Pero es evidente que Sánchez, que como declarado feminista no aludiría jamás a la condición de la pareja de una dirigente de izquierdas para juzgar su actuación política, estaba buscando ‘ex profeso’ provocar un incidente que le permitiera distraer una semana más la dura realidad de que está calentando el asiento en La Moncloa. Por eso, no se trató de un simple exceso verbal o de un desliz, sino de una política oficial perfectamente calculada, toda vez que los ministros recibieron orden de repetir sus palabras, siendo el más aplicado el ministro de la Presidencia.

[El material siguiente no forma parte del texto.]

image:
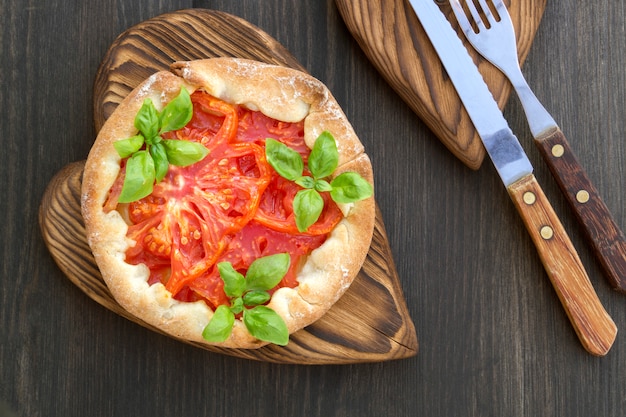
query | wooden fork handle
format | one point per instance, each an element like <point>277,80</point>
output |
<point>605,236</point>
<point>594,327</point>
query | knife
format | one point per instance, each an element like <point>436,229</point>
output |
<point>594,327</point>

Se trata, como reza el comunicado difundido por la Comunidad de Madrid, de «una campaña inaceptable e impropia de un Gobierno contra una administración inferior». Pero lo más grave no es el ataque a un ejecutivo regional, sino que estamos viendo a un Gobierno –capaz de desplegar todo el poder del Estado– que no se para en barras a la hora de calumniar a dos ciudadanos particulares como son el novio y el hermano de Ayuso, quienes no ostentan ningún cargo de representación política, con el único fin de castigar a la presidenta madrileña. Gran parte de las revelaciones sobre las actividades de ambos que se han difundido en la prensa son filtraciones de hechos que sólo deberían estar en conocimiento del Estado o que al menos éste debería custodiar con celo. Ya hay una causa por la que está imputado nada menos que el fiscal general del Estado y la pareja de Ayuso ha anunciado nuevas acciones legales contra Sánchez y Félix Bolaños por sus declaraciones. Esta conducta, propia de países totalitarios, es lo que ha llevado a Ayuso a calificar a Sánchez de «gobernante seducido por políticas propias de caudillo bolivariano», frases que el Gobierno y sus adláteres descontextualizan sistemáticamente.
Se puede criticar que Ayuso haya caído en la provocación. Pero si hubiera ido a la reunión, el injurioso ataque de Sánchez y su Gobierno se habría archivado en su catálogo de mentiras impunes. Es verdad que Ayuso hubiese podido disponer del atril de La Moncloa, pero siempre desde una postura defensiva que no hubiese corregido la gravedad de las imputaciones del presidente y sus ministros. En un país normal, donde existiera una enraizada tradición de lealtad institucional entre los distintos niveles de la Administración, la decisión de la presidenta madrileña sería una gravísima transgresión. Sin embargo, en España, cuyo Ejecutivo ha retirado a una embajadora de Argentina por un exabrupto de Javier Milei sobre la esposa de Sánchez, mientras que éste ha tolerado que sus socios de Gobierno desairen al jefe del Estado argentino un día sí y otro también, es apenas una señal de que las cosas deben tener límites.